4. Law protects Social Interest:- Law is a such type of
instrument which protects the social interest of the
people. According to Bentam it is the persuit the
pleasure and avoidance of pain.
5. Law is to found in social facts:- AS per Ehrlich, That
the law of community is to be found in social facts and
not in formal sources of law. He says at present as well
as any other time the centre of gravity of legal
development lies not in legislation, nor in juristic science,
nor in judicial decision but it lies in society itself.

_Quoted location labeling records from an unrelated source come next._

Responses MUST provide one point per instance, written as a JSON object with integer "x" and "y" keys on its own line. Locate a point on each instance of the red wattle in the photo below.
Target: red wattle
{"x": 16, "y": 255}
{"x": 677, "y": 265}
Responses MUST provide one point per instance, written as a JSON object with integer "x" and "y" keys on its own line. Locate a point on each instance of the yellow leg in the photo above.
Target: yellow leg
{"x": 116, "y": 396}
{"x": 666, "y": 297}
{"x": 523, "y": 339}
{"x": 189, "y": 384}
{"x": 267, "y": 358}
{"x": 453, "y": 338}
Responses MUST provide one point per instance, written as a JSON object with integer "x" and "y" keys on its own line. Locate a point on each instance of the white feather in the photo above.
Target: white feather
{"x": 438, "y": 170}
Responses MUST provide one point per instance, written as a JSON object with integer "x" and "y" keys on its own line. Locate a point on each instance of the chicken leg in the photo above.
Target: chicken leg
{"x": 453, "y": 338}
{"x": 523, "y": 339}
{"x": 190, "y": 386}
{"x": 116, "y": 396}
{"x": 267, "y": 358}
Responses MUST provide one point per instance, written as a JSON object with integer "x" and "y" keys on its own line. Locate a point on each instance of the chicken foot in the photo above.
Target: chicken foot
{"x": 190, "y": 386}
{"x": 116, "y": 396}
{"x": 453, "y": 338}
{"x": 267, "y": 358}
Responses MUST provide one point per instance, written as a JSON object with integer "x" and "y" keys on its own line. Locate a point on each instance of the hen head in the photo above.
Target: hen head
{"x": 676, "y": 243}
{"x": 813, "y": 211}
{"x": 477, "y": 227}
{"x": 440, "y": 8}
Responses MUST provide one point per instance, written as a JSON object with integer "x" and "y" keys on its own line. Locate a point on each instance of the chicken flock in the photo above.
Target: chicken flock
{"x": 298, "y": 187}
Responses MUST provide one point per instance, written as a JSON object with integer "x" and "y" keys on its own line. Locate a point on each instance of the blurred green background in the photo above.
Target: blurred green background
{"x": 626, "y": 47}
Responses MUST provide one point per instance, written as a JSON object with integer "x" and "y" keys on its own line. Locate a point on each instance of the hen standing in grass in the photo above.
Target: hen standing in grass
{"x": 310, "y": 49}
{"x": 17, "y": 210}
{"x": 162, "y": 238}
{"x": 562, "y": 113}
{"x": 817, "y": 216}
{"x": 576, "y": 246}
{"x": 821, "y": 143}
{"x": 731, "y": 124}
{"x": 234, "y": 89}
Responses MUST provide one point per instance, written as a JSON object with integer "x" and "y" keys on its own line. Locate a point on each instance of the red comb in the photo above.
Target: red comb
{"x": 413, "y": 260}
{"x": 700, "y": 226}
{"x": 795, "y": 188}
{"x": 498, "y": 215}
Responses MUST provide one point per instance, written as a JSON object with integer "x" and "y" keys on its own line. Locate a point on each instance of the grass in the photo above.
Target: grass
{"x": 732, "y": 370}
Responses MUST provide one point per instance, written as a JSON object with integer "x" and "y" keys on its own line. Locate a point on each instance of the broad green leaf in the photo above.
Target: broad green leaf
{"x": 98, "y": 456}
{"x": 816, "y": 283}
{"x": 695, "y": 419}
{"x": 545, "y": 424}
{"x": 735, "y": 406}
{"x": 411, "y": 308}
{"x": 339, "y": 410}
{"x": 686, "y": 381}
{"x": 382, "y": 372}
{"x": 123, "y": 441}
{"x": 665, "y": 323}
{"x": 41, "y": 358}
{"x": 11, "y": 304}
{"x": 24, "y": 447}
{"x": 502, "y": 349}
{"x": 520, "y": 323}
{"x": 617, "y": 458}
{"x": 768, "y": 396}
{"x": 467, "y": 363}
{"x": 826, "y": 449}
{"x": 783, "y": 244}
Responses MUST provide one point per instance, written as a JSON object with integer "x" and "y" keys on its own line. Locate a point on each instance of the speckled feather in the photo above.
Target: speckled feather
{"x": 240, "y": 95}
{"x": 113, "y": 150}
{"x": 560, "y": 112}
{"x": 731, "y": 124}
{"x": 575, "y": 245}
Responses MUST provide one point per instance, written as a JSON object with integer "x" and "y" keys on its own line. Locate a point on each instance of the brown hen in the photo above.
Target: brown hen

It is a
social changes.
6. Living law is the fact that govern social life:- The
essential body of legal rules is always based upon the
social facts of law and the facts of law which underline
all law are usage, domination, possession and
declaration of will .
7. Law according to the requirement of Society:- It
means that law in a society should be made and
administered with the utmost regard to its necessity.
8. Law also to serve this and:- Law is the rule which
men possess not by virtue of any higher principle
whatever, good, interest or happiness but by virtue and
perforce of the facts because they live in society and
can live in society. This is because of to use the law as
an instrument which brought the Social Changes.
Conclusion:- The contribution of law in the social
changes is a great and its approach is more scientific
and comprehensive. The study of law in social context
and emphasizes its close relation with the life of society.